Fu il papa stesso a ordinargli di partire per Parigi per tentare l’impresa di riprendersi i tesori vaticani e in generale italiani che la coalizione antinapoleonica, dopo la vittoria su Napoleone, si stava già spartendo.
A quali delle sue numerose opere “Tonino” era più legato?
Non saprei rispondere. Ogni scultura era il risultato di un lavoro commissionato, appena ultimata Canova sapeva di lasciarla andare, anche se non se ne allontanava mai del tutto. Il suo perfezionismo lo spingeva a rimetterci mano per piccole correzioni anche a distanza di anni, quando capitava essere invitato nella dimora dall’antico committente.

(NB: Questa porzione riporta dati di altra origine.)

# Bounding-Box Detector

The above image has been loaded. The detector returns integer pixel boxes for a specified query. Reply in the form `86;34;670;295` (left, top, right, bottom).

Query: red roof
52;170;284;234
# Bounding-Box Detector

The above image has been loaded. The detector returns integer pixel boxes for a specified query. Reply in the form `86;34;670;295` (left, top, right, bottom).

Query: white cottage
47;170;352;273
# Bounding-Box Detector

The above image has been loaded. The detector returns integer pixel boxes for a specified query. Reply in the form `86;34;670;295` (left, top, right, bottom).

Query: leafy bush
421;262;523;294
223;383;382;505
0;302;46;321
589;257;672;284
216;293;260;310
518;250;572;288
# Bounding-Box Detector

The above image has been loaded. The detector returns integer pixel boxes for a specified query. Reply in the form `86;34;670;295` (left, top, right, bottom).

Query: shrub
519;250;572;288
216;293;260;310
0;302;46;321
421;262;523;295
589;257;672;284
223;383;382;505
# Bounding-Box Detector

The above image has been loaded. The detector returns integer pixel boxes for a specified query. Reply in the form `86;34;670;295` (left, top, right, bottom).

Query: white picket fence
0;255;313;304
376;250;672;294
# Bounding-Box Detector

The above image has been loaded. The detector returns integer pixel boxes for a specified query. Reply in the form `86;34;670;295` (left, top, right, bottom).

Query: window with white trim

Piuttosto direi che le opere a cui era sicuramente affezionato erano i suoi quadri, che non considerava veri lavori, bensì passatempi. Usava la pittura per distrarsi e riposarsi dalle fatiche della scultura. Nelle tele, soprattutto nei ritratti, esterna la cura e l’affetto per il modello che sta riproducendo. La riprova è il ritratto di Luigia Giuli: la cuffia linda, il bel collo di merletto, l’anello e il libro stretto tra le mani denotano la bellezza morale e la signorilità di quella donna che gli ha fatto da surrogato della madre Angela, rimasta a Possagno. Da semplice governante era diventata amica e preziosissima consigliera; lo sguardo sincero, il volto atteggiato a serenità, l’importanza che aveva nella vita di Canova ce lo racconta meglio di mille parole quella tela carica di sentimento.

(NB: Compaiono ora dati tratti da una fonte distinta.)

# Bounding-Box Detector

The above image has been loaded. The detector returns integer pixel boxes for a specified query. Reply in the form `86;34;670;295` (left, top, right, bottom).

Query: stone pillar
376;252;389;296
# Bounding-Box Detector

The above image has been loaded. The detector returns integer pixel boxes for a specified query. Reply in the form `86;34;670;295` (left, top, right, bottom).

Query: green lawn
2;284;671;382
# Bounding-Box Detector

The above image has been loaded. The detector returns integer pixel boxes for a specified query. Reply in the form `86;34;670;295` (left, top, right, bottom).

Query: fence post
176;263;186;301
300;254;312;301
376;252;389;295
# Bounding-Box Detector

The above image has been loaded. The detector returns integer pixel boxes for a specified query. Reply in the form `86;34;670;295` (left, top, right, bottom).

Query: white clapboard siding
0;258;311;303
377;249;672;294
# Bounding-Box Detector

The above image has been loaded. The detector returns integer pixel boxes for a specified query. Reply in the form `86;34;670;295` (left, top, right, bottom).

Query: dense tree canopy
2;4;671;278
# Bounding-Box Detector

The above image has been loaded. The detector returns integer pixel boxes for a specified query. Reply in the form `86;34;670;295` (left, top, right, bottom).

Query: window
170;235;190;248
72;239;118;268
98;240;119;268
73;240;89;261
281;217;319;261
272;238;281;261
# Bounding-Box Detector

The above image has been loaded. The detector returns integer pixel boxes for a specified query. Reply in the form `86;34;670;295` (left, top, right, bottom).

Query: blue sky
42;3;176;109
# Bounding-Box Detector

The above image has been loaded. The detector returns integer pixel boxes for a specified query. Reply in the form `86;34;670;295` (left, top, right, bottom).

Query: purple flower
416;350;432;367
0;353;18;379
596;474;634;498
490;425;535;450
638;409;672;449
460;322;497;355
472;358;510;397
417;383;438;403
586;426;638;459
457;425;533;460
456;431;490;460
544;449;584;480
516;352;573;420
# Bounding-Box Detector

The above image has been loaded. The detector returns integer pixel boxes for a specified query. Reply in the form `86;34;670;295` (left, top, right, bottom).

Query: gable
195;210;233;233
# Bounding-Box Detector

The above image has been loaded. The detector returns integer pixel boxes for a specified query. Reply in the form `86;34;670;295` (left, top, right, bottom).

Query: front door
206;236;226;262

A conferma di quanto fosse attaccato ai suoi quadri e di quanto non li considerasse Arte non volle venderli mai, qualcuno ne donò agli amici più stretti o alla parrocchiale di Possagno (la grande tela del Compianto di Cristo, poi posta ad abbellire l’altar maggiore del Tempio Canoviano).
Maria Letizia Putti ha “covato” il desiderio di scrivere per anni, realizzandolo solo a partire dal 2013. Nel 2015 ha autopubblicato Il passato remoto, ora edito in e-book da EVE, poi nel 2016 esce La Signora dei Baci. Luisa Spagnoli per Graphofeel. Nello stesso anno la Graphofeel pubblica anche Lo scrittore non ha fame, romanzo. Nel febbraio 2020 sempre per Graphofeel esce il romanzo biografico, Luisa Spagnoli. La signora dei baci e a novembre 2020 Canova. Vita di uno scultore. Ora lavora a un romanzo ambientato nel Medioevo e a seguire altri due progetti meditati da tempo.